In the following sections, you'll find some of the security settings available in Checkout that can be enabled by the Update orderForm configuration endpoint.

Setting the requiresLoginToPlaceOrder field to true allows purchases to be made only by customers who have gone through the authentication process. The customer must be logged in using the same email address provided when products were added to the cart.

When you choose to enable this field, SmartCheckout will be disabled for all your customers.

By setting a numeric value for the minimumPurchaseDowntimeSeconds field, you can determine the minimum time in seconds a buyer must wait before placing another order. This setting prevents customers from creating multiple orders in a short time.

We recommend setting this field to 90 seconds and using this setting in combination with Require login when placing an order.
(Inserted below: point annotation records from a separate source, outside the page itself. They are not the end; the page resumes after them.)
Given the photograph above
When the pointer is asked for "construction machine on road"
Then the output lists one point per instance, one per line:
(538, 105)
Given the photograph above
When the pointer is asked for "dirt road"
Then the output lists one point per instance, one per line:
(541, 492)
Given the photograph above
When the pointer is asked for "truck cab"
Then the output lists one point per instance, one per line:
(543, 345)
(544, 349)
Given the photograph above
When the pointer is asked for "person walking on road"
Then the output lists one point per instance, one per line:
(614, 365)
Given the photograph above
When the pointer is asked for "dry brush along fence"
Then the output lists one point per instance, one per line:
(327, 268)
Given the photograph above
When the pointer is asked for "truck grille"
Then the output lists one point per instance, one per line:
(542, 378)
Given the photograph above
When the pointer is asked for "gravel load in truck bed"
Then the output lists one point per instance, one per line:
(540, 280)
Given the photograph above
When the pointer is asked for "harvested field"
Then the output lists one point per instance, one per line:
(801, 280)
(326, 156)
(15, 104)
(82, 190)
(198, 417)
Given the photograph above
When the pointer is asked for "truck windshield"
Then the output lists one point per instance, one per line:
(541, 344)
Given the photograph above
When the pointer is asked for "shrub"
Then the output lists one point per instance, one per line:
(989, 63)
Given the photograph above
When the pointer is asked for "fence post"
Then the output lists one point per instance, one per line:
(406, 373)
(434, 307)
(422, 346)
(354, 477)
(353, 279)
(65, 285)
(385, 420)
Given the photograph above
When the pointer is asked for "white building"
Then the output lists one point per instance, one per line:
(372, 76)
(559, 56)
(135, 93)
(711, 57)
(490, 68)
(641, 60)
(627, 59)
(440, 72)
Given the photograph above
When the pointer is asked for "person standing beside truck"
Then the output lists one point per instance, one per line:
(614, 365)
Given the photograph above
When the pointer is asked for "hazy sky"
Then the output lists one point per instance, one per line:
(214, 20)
Setting a numeric value in the cartAgeToUseNewCardSeconds field specifies how many seconds a new cart needs to exist before a new credit card can be used.

This setting reduces the risk of creating multiple carts and adding new credit cards. Activating this field does not affect orders placed with cards previously saved in the customer account.

We recommend setting this field to 30 seconds.

When the requiresLoginToUseNewCard field is set to true, the system requires the customer to be logged into the store in order to add a new credit card as a payment method. This setting enhances transaction security and helps prevent unauthorized use of credit cards.